Asparagus Salad with Poached Eggs and Tapenade Toast

  • 1 1/2 lb. asparagus spears, trimmed
  • 1/2 tsp. grated orange rind
  • 3 TBS fresh orange juice, divided
  • 2 1/2 TBS olive oil, divided
  • 4 tsp. white wine vinegar, divided
  • 1 TBS capers, chopped
  • 1/2 tsp. ground fennel seeds
  • 1 1/2 oz. kalamata olives, pitted and coarsely chopped (about 1/3 cup)

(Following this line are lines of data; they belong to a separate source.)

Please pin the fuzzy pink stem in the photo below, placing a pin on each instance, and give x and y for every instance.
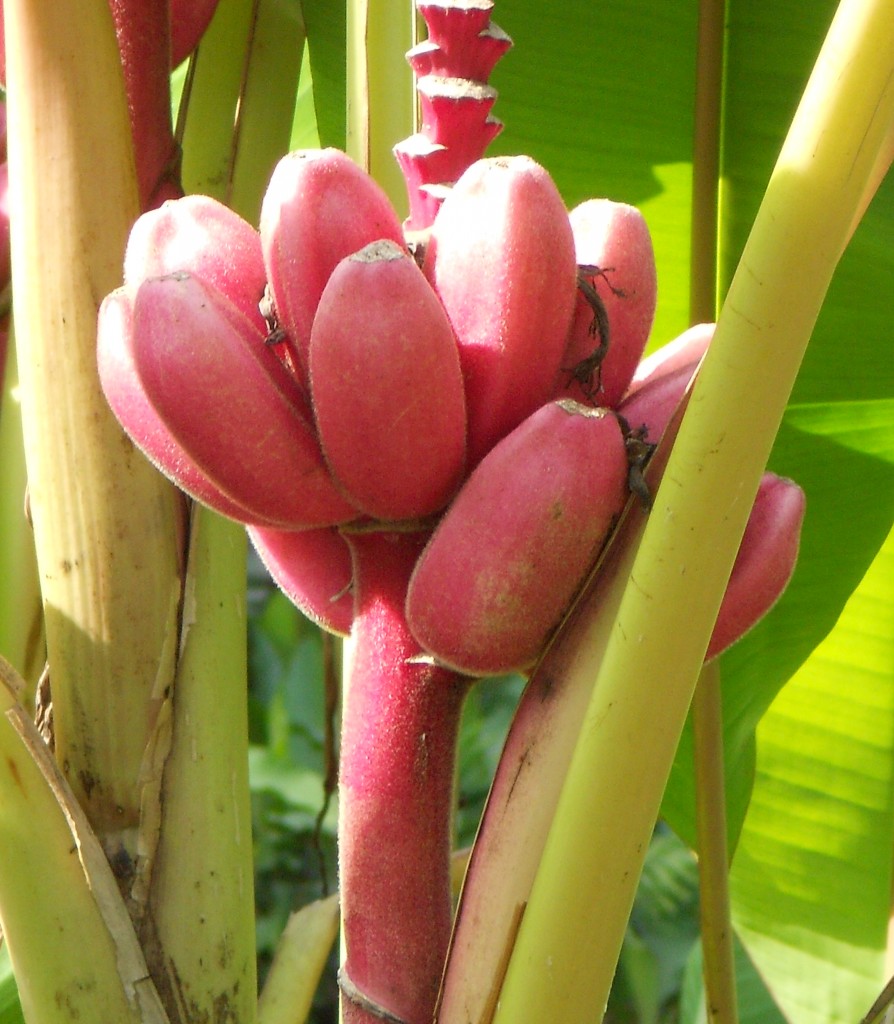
(452, 68)
(398, 745)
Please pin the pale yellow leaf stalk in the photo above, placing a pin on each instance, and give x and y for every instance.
(57, 894)
(107, 524)
(22, 640)
(570, 934)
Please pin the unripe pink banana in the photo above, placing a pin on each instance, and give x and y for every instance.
(386, 385)
(318, 208)
(198, 236)
(124, 393)
(507, 557)
(601, 352)
(685, 350)
(769, 547)
(230, 403)
(501, 256)
(312, 567)
(765, 561)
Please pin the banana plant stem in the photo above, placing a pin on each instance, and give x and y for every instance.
(399, 729)
(717, 949)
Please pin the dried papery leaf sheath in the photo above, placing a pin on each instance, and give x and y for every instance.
(452, 68)
(387, 386)
(110, 570)
(501, 256)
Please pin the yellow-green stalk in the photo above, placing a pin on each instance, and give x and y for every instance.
(718, 964)
(267, 104)
(71, 940)
(570, 934)
(107, 524)
(22, 640)
(199, 930)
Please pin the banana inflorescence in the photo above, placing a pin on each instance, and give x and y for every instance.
(311, 376)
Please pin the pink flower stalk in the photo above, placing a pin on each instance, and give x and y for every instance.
(396, 775)
(452, 69)
(382, 428)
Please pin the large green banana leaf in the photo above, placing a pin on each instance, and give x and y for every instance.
(603, 95)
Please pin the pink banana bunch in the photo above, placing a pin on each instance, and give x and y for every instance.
(311, 377)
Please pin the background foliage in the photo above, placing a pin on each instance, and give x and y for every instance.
(603, 97)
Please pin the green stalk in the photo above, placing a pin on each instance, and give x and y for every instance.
(718, 963)
(199, 930)
(565, 953)
(717, 946)
(198, 886)
(381, 100)
(57, 895)
(298, 963)
(107, 525)
(207, 126)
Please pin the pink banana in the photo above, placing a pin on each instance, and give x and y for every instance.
(244, 426)
(318, 208)
(613, 239)
(501, 256)
(201, 237)
(312, 567)
(386, 385)
(124, 392)
(510, 552)
(765, 561)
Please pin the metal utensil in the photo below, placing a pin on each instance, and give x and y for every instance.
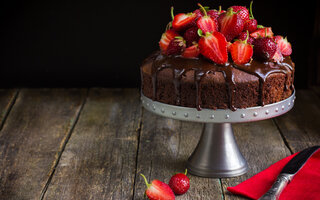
(288, 172)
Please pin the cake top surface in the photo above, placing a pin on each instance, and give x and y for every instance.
(222, 37)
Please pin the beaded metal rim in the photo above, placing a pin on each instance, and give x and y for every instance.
(219, 115)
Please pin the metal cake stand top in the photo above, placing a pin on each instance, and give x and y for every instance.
(219, 115)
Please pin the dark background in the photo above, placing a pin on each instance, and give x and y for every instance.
(102, 43)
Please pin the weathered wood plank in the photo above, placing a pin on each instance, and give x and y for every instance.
(316, 89)
(164, 148)
(100, 158)
(261, 144)
(33, 137)
(300, 127)
(7, 98)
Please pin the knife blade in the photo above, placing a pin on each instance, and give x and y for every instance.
(288, 172)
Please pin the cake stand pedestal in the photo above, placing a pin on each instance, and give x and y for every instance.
(217, 154)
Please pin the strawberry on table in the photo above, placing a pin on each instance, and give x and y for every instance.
(284, 45)
(214, 47)
(158, 190)
(191, 51)
(176, 46)
(179, 183)
(206, 23)
(166, 39)
(231, 24)
(241, 51)
(182, 21)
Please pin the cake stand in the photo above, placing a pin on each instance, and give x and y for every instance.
(217, 154)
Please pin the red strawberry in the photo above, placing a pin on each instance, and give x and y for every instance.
(198, 13)
(242, 12)
(264, 48)
(176, 46)
(231, 24)
(191, 51)
(206, 23)
(251, 24)
(241, 51)
(215, 13)
(277, 57)
(243, 36)
(182, 21)
(179, 183)
(214, 47)
(166, 39)
(191, 35)
(158, 190)
(262, 32)
(284, 45)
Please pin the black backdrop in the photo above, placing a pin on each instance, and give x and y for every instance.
(102, 43)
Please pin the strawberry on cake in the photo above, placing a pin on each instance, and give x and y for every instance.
(218, 59)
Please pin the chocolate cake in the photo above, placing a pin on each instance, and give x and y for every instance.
(213, 79)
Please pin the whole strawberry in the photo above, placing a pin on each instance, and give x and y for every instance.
(182, 21)
(214, 47)
(191, 35)
(251, 24)
(158, 190)
(176, 46)
(166, 38)
(243, 36)
(264, 48)
(262, 32)
(241, 51)
(179, 183)
(191, 51)
(242, 12)
(284, 45)
(231, 24)
(206, 23)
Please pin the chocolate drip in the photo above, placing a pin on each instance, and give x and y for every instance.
(177, 75)
(229, 77)
(202, 67)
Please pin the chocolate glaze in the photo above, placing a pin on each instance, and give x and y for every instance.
(203, 66)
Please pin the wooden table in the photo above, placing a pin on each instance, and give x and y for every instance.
(93, 143)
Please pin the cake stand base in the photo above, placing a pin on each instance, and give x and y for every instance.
(217, 154)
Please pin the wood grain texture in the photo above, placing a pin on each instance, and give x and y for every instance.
(300, 127)
(165, 145)
(261, 144)
(32, 138)
(7, 99)
(99, 160)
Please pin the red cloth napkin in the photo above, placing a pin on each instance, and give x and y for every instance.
(305, 184)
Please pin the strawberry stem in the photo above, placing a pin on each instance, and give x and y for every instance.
(172, 15)
(203, 9)
(200, 33)
(145, 180)
(265, 32)
(251, 15)
(247, 37)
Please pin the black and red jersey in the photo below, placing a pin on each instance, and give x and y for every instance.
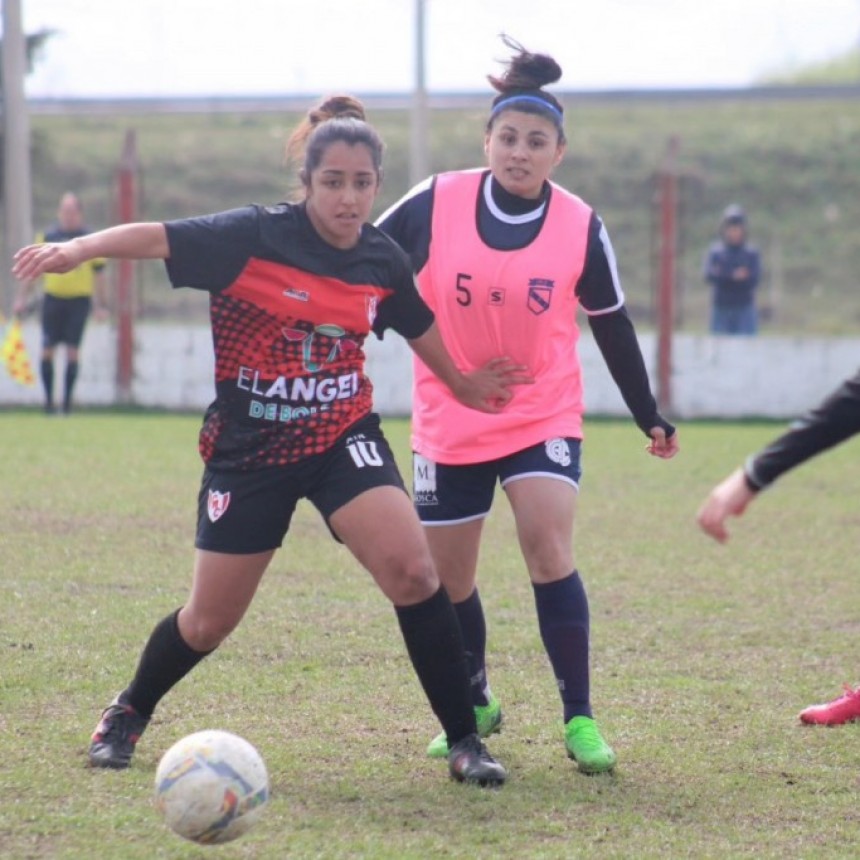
(289, 315)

  • 1 garlic clove, minced
  • 12 slices whole-wheat baguette (about 1/2 oz. each slice)
  • 6 large eggs
  • 1/4 tsp. black pepper
  • 1/8 tsp. kosher salt

Preheat broiler to high. Bring a large saucepan of water to a boil. Add asparagus and cook 3 minutes or until crisp-tender. Drain and keep warm. Combine rind, 2 tablespoons of orange juice, 2 tablespoons oil and 2 teaspoons vinegar in a bowl, stirring well with a whisk. Place remaining 1 tablespoon orange juice, remaining 1 1/2 teaspoons oil, capers, fennel seeds, olives and garlic in a food processor; process until finely chopped. Place baguette slices on baking sheet. Broil 2 minutes or until golden, turning after 1 minute. Add water to a large skillet, filling two-thirds full; bring to a boil. Reduce heat and simmer. Stir in remaining 2 teaspoons vinegar. Break each egg into a custard cup. Gently pour eggs into pan; cook 3 minutes or until desired degree of doneness. Carefully remove eggs from pan using a slotted spoon. Spread tapenade evenly onto toasts; place 2 toasts on each of 6 plates. Drizzle asparagus with dressing, tossing to coat. Divide asparagus evenly among plates. Top asparagus with 1 poached egg; sprinkle eggs evenly with salt and pepper. Serve immediately.